La Stampa, 29 gennaio 2023

Il Guardasigilli resta in silenzio e diserta l’audizione di domani in Commissione giustizia. Attesa per la decisione dei giudici. Il 7 marzo la Cassazione decide sul ricorso della difesa. Sulla matrice anarchica degli ultimi attentati alle sedi e al personale delle ambasciate italiane gli apparati di sicurezza non hanno dubbi. Per questo ieri mattina, mentre volava a Tripoli per discutere di gas e migranti, Giorgia Meloni ha dettato un comunicato senza sfumature: “Ho espresso preoccupazione e attenzione a questa nuova violenza nei confronti dei nostri diplomatici”. Due ore dopo una dichiarazione del sottosegretario alla Giustizia (di Fratelli d’Italia) Andrea Delmastro chiude il cerchio: “I magistrati non si intimoriscono e lo Stato non si piega. La normativa contro il terrorismo non arretra”.

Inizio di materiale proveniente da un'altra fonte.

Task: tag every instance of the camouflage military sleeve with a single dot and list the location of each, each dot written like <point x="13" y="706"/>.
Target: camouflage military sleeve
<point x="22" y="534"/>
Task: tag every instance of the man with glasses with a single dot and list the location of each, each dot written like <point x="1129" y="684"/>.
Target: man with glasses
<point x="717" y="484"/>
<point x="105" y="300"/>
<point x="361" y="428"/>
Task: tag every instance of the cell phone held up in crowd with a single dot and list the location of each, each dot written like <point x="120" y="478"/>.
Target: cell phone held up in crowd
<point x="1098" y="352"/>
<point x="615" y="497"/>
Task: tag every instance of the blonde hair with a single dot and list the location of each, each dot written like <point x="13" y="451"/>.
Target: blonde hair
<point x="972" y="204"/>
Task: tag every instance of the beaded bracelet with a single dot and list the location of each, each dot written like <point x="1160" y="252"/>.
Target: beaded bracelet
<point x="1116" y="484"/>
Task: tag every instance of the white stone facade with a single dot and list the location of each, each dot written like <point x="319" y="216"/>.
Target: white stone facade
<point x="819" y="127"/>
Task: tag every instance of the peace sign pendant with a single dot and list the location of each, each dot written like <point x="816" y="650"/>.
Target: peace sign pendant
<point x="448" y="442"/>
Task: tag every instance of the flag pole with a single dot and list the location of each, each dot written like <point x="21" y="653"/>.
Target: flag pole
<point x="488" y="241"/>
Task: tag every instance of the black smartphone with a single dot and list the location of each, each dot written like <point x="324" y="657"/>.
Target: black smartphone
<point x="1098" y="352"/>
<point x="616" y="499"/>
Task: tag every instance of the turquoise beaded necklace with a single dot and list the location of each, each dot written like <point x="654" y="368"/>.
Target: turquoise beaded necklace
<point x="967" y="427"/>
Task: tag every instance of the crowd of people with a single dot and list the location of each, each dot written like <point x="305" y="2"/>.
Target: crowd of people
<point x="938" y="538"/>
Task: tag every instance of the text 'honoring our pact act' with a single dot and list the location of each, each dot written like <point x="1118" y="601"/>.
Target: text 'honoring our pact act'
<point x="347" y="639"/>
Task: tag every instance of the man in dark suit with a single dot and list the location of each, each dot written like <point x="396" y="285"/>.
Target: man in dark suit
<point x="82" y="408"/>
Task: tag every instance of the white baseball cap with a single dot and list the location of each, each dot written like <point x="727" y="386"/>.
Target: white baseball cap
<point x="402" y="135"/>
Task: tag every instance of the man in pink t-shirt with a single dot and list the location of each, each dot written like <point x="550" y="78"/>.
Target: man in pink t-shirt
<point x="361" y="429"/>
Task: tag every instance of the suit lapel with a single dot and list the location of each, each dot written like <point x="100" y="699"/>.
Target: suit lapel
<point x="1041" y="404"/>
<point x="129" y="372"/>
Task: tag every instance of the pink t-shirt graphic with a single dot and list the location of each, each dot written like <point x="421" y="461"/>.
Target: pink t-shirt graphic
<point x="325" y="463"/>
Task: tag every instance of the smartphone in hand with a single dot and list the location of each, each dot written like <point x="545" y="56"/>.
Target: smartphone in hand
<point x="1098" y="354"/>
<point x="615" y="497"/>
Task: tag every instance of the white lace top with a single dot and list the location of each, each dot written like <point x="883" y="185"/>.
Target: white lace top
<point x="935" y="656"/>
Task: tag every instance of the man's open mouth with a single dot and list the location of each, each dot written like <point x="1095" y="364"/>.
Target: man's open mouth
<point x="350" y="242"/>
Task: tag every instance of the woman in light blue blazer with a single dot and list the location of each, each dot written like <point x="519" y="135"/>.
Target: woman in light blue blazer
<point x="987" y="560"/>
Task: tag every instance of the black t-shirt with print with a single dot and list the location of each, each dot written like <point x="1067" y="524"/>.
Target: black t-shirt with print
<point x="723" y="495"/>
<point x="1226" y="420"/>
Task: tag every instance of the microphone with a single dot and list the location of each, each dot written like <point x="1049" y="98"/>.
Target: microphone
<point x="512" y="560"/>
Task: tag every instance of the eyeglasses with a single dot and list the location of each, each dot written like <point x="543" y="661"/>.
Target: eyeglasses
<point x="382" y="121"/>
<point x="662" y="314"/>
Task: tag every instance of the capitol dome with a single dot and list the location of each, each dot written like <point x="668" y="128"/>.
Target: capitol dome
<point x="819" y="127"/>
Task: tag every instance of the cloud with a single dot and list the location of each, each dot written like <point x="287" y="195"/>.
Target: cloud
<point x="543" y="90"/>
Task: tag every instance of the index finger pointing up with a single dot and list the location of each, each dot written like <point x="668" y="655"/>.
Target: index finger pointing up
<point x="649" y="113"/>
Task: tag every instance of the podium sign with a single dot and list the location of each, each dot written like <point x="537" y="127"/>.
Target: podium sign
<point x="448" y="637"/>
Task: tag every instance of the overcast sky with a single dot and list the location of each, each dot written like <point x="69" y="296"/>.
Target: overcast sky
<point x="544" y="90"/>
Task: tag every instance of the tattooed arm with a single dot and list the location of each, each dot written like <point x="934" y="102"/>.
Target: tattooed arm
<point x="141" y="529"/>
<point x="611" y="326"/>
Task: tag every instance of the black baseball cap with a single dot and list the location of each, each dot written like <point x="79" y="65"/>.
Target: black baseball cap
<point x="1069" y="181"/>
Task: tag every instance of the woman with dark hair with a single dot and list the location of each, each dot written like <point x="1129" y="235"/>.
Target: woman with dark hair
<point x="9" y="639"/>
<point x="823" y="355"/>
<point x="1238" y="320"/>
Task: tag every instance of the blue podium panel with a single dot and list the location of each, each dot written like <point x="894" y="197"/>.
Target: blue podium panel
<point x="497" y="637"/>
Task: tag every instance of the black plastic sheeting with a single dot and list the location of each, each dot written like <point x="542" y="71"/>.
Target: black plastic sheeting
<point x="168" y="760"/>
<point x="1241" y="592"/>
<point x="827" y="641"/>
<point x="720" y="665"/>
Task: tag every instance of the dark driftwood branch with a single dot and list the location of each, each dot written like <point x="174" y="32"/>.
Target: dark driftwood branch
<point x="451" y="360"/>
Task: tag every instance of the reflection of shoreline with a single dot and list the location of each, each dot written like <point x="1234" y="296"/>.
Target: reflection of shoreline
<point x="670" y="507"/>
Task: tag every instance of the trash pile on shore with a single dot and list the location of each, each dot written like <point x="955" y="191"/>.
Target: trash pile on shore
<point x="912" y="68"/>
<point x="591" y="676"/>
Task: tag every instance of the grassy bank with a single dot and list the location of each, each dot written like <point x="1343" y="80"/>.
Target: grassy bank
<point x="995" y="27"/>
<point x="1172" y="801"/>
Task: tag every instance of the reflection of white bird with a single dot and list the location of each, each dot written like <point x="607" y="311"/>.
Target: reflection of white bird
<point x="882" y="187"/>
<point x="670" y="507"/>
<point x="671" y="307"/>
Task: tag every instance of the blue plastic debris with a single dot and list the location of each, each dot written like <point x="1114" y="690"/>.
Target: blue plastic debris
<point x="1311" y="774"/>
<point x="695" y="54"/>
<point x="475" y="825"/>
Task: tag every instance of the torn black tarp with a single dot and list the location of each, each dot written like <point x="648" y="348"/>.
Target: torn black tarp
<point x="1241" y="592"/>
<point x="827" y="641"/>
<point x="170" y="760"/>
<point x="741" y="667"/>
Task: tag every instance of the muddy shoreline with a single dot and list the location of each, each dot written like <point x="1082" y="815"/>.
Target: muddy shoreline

Delmastro non fa nomi, ma il riferimento è alle condizioni di Alfredo Cospito, l’anarchico detenuto nel carcere di Sassari e sottoposto al regime duro dell’articolo 41bis. Cospito, in sciopero della fame da 101 giorni, sta scontando la condanna per la gambizzazione nel 2012 di un dirigente di Ansaldo Nucleare e nel 2006 di un attentato alla scuola allievi carabinieri di Fossano. Meloni è consapevole che una parola in più su questa vicenda può infiammare gli animi. I tempi in cui si sarebbe potuta permettere di cavalcare il caso in campagna elettorale sono lontani. Le proteste di ieri in alcune piazze a favore di Cospito hanno convinto la premier a una comunicazione a dir poco cauta. “Una sola parola in più sarebbe di troppo”, ammette una fonte di governo sotto la garanzia dell’anonimato.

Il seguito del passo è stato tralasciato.